Nevertheless, mean IMT and mean IMT-C max were greater in former/current smokers with AL than in former/current smokers without AL, and in never smokers with AL than in never smokers without AL. Considering that there was a significant interaction between AL and smoking status in IMT values, more studies are needed to further confirm the effect of AL on IMT in never smokers.

Even so, from the perspective of preventing CVD or arteriosclerosis and atherosclerotic lesions, it is important to identify the presence of these risks regardless of smoking status before clinical symptoms appear. According to a report that CVD comorbidities appeared to be independent of AL severity in COPD,47,48 early AL diagnosis might be useful to prevent subclinical AL progression and to identify cardiovascular risk factors at an earlier stage in subjects with undiagnosed COPD. Because COPD risk factors are not only active smoking but also secondhand smoke and environmental factors such as exposure to indoor and outdoor air pollution, occupational dust, and fumes,1 the early diagnosis of AL in the general population regardless of smoking status may lead to determining the CVD risk factors.

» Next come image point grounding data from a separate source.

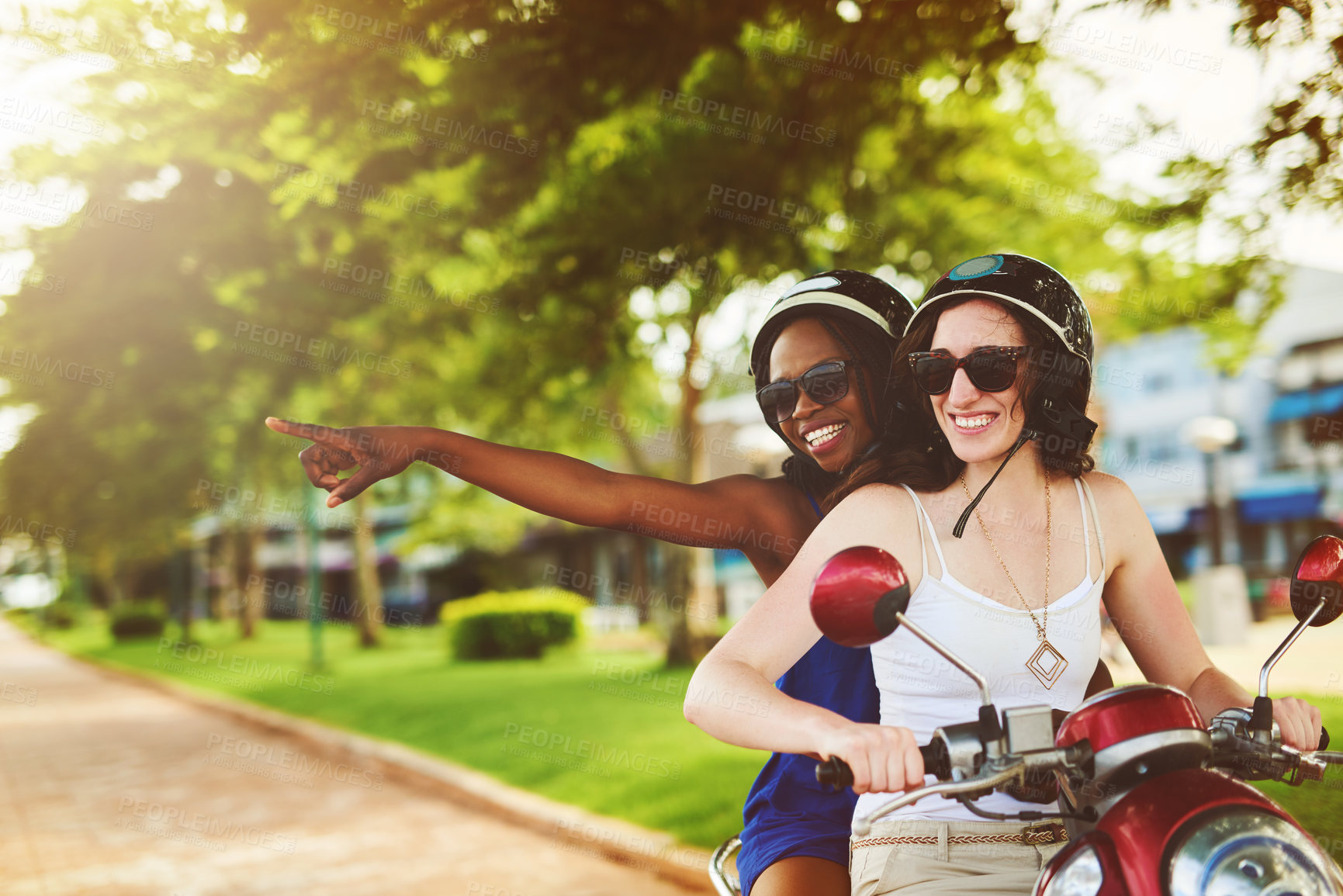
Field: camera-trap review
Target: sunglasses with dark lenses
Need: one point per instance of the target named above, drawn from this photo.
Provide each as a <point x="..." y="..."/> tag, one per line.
<point x="990" y="370"/>
<point x="823" y="385"/>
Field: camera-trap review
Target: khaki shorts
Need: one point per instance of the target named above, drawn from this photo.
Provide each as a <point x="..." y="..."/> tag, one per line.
<point x="942" y="867"/>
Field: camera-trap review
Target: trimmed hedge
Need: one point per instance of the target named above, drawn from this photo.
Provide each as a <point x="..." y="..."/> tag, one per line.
<point x="137" y="621"/>
<point x="511" y="624"/>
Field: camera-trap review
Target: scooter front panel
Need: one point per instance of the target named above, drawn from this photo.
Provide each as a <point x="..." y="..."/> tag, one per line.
<point x="1122" y="714"/>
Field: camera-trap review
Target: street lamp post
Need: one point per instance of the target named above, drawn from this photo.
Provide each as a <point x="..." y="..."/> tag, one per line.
<point x="314" y="574"/>
<point x="1221" y="594"/>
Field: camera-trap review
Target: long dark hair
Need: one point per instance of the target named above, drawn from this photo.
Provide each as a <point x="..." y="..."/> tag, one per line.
<point x="923" y="460"/>
<point x="874" y="354"/>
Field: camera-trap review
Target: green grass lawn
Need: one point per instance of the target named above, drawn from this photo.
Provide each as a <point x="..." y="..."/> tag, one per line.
<point x="599" y="730"/>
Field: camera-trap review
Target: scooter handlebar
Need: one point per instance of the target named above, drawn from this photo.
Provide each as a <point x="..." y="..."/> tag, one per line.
<point x="837" y="773"/>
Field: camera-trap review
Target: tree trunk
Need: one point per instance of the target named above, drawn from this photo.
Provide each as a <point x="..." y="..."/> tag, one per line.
<point x="254" y="591"/>
<point x="369" y="589"/>
<point x="691" y="626"/>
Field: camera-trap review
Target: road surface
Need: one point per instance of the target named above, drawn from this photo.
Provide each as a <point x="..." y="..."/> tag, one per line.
<point x="115" y="789"/>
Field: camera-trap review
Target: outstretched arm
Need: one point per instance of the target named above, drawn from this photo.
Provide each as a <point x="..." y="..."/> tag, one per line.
<point x="758" y="516"/>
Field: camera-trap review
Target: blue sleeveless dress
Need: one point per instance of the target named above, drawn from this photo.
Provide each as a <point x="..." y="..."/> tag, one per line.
<point x="787" y="813"/>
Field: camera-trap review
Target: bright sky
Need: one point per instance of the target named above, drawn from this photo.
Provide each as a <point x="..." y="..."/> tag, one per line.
<point x="1179" y="67"/>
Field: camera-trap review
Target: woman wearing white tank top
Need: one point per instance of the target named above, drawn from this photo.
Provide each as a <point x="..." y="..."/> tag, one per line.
<point x="997" y="363"/>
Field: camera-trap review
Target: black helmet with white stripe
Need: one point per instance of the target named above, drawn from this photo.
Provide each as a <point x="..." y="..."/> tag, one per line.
<point x="1044" y="295"/>
<point x="845" y="293"/>
<point x="867" y="316"/>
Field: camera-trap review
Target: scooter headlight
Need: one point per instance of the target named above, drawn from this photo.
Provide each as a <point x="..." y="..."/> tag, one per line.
<point x="1248" y="853"/>
<point x="1082" y="875"/>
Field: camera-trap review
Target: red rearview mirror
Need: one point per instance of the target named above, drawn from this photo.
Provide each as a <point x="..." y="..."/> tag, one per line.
<point x="1319" y="574"/>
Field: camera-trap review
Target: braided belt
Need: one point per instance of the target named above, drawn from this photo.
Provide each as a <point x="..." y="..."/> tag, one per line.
<point x="1033" y="835"/>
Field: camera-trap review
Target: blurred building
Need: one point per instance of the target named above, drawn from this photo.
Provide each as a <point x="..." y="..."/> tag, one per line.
<point x="1280" y="483"/>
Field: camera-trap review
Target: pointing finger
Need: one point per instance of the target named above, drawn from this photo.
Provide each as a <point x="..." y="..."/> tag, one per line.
<point x="313" y="431"/>
<point x="349" y="488"/>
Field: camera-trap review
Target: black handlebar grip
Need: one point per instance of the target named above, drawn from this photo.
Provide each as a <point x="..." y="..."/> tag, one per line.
<point x="836" y="773"/>
<point x="936" y="762"/>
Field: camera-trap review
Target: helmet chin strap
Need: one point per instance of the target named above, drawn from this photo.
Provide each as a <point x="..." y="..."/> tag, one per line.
<point x="964" y="517"/>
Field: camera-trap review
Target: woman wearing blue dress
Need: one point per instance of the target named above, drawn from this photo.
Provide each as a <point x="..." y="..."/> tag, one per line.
<point x="822" y="363"/>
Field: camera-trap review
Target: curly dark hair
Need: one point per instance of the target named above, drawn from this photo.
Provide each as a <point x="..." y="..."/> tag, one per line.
<point x="924" y="461"/>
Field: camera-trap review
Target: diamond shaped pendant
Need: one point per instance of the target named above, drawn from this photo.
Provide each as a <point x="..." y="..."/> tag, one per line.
<point x="1047" y="664"/>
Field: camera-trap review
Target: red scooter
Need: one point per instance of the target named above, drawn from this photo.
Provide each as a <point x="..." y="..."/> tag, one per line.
<point x="1154" y="802"/>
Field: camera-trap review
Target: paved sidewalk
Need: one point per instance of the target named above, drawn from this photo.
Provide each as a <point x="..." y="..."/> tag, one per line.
<point x="115" y="789"/>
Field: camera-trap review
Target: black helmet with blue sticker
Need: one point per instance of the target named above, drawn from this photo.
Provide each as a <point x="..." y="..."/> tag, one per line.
<point x="1047" y="297"/>
<point x="1026" y="284"/>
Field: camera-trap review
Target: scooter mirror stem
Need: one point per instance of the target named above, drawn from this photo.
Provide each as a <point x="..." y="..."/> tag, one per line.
<point x="1263" y="719"/>
<point x="990" y="728"/>
<point x="985" y="697"/>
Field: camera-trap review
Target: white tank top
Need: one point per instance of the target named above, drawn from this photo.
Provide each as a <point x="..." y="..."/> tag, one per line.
<point x="920" y="690"/>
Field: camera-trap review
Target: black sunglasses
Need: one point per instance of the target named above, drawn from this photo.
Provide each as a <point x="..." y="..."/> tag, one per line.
<point x="823" y="385"/>
<point x="990" y="370"/>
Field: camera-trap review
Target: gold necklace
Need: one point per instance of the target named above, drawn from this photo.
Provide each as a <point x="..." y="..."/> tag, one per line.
<point x="1047" y="662"/>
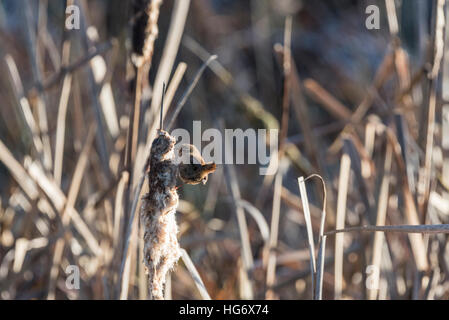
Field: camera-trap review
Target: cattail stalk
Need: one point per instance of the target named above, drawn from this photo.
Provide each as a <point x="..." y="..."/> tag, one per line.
<point x="161" y="248"/>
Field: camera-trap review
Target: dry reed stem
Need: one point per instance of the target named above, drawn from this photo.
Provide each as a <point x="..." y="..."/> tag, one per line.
<point x="343" y="183"/>
<point x="145" y="31"/>
<point x="311" y="244"/>
<point x="246" y="252"/>
<point x="414" y="229"/>
<point x="275" y="212"/>
<point x="381" y="215"/>
<point x="65" y="217"/>
<point x="195" y="275"/>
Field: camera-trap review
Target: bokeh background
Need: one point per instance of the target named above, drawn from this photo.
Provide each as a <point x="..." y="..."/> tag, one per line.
<point x="52" y="84"/>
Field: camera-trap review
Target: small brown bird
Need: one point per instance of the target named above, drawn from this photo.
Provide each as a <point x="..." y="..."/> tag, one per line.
<point x="192" y="168"/>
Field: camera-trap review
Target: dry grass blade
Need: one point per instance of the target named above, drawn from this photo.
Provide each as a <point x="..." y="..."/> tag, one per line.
<point x="423" y="229"/>
<point x="258" y="217"/>
<point x="343" y="183"/>
<point x="305" y="205"/>
<point x="65" y="216"/>
<point x="247" y="255"/>
<point x="188" y="92"/>
<point x="320" y="269"/>
<point x="381" y="215"/>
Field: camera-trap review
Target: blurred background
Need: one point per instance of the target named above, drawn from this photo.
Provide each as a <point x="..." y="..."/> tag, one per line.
<point x="365" y="110"/>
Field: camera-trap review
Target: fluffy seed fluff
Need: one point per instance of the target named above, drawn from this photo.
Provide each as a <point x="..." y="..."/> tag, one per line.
<point x="161" y="250"/>
<point x="145" y="30"/>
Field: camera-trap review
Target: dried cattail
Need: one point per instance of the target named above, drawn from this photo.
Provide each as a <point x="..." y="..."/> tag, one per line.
<point x="161" y="250"/>
<point x="144" y="30"/>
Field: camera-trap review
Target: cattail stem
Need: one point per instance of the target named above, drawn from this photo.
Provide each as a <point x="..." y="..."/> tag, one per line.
<point x="161" y="248"/>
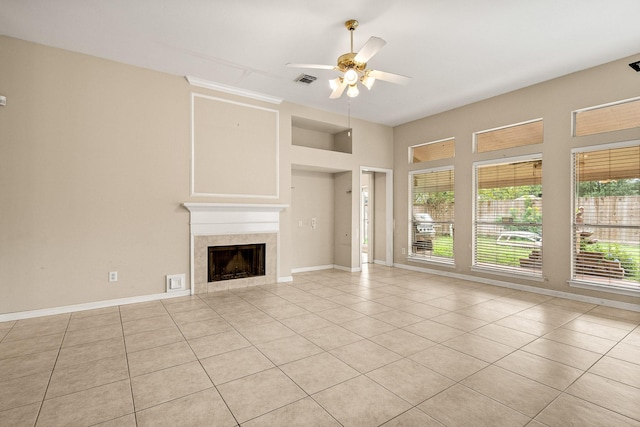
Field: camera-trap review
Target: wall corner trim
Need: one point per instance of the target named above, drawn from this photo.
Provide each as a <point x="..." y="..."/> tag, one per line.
<point x="195" y="81"/>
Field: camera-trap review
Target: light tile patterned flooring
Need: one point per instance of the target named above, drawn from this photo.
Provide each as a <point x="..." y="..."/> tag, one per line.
<point x="383" y="347"/>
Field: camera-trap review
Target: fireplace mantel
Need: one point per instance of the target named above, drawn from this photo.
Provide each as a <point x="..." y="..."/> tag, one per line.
<point x="227" y="219"/>
<point x="231" y="218"/>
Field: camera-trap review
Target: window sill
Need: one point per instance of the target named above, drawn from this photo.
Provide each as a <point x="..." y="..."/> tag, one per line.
<point x="445" y="262"/>
<point x="605" y="287"/>
<point x="514" y="274"/>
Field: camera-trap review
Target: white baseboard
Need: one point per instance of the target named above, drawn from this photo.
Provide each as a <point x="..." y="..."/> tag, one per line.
<point x="533" y="289"/>
<point x="348" y="269"/>
<point x="314" y="268"/>
<point x="90" y="306"/>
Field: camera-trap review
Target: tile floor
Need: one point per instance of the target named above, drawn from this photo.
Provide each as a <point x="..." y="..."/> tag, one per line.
<point x="383" y="347"/>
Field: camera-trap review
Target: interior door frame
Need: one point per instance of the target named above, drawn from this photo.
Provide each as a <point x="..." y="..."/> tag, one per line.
<point x="388" y="213"/>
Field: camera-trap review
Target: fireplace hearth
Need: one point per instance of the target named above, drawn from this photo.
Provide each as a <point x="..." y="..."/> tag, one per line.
<point x="236" y="262"/>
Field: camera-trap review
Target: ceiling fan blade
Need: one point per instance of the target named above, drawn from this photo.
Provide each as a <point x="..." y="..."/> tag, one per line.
<point x="315" y="66"/>
<point x="389" y="77"/>
<point x="370" y="48"/>
<point x="337" y="92"/>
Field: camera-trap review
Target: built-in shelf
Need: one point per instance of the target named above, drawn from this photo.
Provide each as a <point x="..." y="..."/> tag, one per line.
<point x="321" y="136"/>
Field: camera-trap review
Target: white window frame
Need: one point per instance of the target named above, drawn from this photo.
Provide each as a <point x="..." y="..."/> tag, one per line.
<point x="595" y="285"/>
<point x="498" y="270"/>
<point x="526" y="122"/>
<point x="450" y="262"/>
<point x="574" y="115"/>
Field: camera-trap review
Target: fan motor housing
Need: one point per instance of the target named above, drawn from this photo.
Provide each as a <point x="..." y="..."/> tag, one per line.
<point x="346" y="62"/>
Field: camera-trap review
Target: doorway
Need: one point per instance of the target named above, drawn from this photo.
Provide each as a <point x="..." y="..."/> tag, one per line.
<point x="376" y="216"/>
<point x="366" y="231"/>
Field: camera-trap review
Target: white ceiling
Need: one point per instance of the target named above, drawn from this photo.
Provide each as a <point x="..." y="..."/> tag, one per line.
<point x="457" y="51"/>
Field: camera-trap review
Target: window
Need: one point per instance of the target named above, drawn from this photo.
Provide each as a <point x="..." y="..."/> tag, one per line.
<point x="606" y="118"/>
<point x="508" y="216"/>
<point x="606" y="224"/>
<point x="432" y="215"/>
<point x="443" y="149"/>
<point x="511" y="136"/>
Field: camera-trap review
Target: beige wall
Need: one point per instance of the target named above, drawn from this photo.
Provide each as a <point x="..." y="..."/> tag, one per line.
<point x="312" y="197"/>
<point x="95" y="162"/>
<point x="553" y="101"/>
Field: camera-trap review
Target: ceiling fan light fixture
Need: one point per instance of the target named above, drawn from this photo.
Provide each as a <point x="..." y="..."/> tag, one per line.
<point x="353" y="91"/>
<point x="335" y="83"/>
<point x="351" y="76"/>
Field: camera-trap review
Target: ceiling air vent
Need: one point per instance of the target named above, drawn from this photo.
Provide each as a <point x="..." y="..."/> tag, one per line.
<point x="305" y="78"/>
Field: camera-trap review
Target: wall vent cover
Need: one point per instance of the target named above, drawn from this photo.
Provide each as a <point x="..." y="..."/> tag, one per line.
<point x="305" y="78"/>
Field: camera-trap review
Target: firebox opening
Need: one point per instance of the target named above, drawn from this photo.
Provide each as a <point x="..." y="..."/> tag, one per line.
<point x="236" y="261"/>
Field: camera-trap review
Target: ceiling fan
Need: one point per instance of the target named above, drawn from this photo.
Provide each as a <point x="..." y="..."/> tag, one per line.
<point x="353" y="65"/>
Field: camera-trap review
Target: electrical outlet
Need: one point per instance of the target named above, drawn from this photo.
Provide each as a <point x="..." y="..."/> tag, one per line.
<point x="175" y="282"/>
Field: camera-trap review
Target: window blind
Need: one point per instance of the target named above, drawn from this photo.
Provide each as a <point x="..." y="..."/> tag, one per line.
<point x="508" y="216"/>
<point x="606" y="223"/>
<point x="432" y="215"/>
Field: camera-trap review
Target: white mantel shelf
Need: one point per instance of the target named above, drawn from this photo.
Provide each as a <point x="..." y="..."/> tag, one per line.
<point x="233" y="218"/>
<point x="233" y="207"/>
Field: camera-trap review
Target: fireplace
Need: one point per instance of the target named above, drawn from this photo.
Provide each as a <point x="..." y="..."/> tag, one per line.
<point x="236" y="262"/>
<point x="233" y="226"/>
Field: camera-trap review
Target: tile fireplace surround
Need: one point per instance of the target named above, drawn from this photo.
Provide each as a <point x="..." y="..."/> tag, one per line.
<point x="221" y="224"/>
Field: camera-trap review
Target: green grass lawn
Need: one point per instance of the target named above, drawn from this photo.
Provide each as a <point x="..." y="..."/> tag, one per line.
<point x="629" y="255"/>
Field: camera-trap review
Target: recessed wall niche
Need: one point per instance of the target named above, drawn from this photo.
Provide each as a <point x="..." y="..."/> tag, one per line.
<point x="320" y="135"/>
<point x="234" y="149"/>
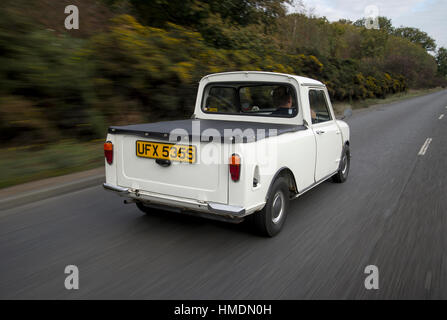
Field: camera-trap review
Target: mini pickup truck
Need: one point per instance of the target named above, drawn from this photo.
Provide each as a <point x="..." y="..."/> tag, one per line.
<point x="256" y="141"/>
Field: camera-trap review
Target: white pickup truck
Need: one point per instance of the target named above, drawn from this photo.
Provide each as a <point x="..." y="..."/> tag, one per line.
<point x="256" y="140"/>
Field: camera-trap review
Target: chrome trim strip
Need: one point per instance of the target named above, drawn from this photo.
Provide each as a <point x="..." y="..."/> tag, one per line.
<point x="313" y="185"/>
<point x="118" y="189"/>
<point x="219" y="208"/>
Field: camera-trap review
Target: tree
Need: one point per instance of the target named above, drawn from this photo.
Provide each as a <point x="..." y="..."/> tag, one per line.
<point x="441" y="60"/>
<point x="416" y="36"/>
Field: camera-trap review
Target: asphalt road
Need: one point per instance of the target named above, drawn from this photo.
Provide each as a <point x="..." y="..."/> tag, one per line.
<point x="390" y="213"/>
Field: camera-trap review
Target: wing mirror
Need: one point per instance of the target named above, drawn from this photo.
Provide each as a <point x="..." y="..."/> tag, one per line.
<point x="346" y="114"/>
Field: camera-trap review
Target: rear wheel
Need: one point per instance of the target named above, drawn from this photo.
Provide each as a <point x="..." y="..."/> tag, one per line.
<point x="269" y="221"/>
<point x="343" y="170"/>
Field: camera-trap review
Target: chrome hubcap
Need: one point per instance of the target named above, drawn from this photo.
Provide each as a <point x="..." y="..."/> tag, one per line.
<point x="277" y="207"/>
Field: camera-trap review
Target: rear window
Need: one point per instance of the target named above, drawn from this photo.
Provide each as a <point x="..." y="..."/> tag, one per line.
<point x="252" y="99"/>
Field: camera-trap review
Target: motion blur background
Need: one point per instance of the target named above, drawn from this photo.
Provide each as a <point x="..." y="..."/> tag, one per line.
<point x="134" y="61"/>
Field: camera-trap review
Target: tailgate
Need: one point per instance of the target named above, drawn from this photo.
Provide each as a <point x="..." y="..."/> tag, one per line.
<point x="199" y="181"/>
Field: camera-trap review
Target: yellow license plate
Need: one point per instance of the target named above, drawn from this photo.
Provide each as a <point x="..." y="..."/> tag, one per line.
<point x="166" y="151"/>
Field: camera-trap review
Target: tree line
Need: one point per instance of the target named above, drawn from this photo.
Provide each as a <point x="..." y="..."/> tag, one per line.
<point x="141" y="60"/>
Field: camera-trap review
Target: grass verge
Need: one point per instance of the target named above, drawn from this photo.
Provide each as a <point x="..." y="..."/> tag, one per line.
<point x="339" y="107"/>
<point x="29" y="163"/>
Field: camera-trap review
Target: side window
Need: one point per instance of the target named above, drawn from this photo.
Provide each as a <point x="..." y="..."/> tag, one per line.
<point x="318" y="106"/>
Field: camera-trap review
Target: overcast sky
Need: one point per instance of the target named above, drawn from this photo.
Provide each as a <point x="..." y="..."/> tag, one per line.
<point x="427" y="15"/>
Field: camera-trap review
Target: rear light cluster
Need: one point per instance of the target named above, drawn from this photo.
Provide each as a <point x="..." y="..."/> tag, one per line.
<point x="108" y="152"/>
<point x="235" y="167"/>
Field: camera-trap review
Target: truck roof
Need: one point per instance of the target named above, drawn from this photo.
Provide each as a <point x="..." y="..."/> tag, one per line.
<point x="301" y="80"/>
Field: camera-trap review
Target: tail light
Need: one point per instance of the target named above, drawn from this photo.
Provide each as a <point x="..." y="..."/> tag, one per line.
<point x="108" y="152"/>
<point x="235" y="167"/>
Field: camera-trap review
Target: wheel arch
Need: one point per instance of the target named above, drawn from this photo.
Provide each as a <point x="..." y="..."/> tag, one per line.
<point x="287" y="173"/>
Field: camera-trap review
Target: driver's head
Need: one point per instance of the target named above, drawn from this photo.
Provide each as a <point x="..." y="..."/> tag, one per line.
<point x="282" y="97"/>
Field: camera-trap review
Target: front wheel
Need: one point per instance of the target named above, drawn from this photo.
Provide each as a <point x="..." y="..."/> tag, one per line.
<point x="343" y="170"/>
<point x="269" y="221"/>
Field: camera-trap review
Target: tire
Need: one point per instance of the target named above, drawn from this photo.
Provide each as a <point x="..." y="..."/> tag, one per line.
<point x="269" y="221"/>
<point x="343" y="171"/>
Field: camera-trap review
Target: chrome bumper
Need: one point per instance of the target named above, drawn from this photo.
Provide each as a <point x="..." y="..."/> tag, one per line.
<point x="180" y="203"/>
<point x="111" y="187"/>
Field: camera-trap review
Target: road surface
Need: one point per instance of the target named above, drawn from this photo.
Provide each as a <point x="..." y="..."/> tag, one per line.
<point x="391" y="213"/>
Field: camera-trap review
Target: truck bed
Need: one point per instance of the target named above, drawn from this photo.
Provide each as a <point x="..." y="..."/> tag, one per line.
<point x="161" y="130"/>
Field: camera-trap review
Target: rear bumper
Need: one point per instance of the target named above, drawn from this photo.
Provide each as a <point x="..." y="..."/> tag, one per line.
<point x="180" y="203"/>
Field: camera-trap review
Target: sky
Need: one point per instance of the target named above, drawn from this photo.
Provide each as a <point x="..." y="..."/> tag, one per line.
<point x="427" y="15"/>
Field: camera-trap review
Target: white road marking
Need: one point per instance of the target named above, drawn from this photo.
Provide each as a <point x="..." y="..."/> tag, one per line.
<point x="424" y="147"/>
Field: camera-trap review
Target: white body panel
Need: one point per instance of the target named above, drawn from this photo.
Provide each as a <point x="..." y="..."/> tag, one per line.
<point x="308" y="155"/>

To our knowledge, this is the first study to examine the association between AL and carotid IMT among never smokers in the Japanese population. Efforts aimed at the earlier detection of AL regardless of smoking experience in the general population and identification of greater carotid IMT in smokers may lead to the reduction of the burden of COPD on the society.

Conclusion

In summary, we showed that mean IMT in former/current smokers with AL was higher than that in never smokers with or without AL and former/current smokers without AL. Additionally, the risk of carotid wall thickness was higher in former and current smokers with AL than in never smokers without AL. Therefore, it might be beneficial to find risk factors for CVD earlier in smokers with AL for preventing future CVD occurrence. In addition, AL may be an early indicator of subclinical arteriosclerosis in smokers and never smokers in preventing atherosclerotic diseases. Our findings suggest that AL and smoking experience are markers to recognize subclinical atherosclerosis in the Japanese general population.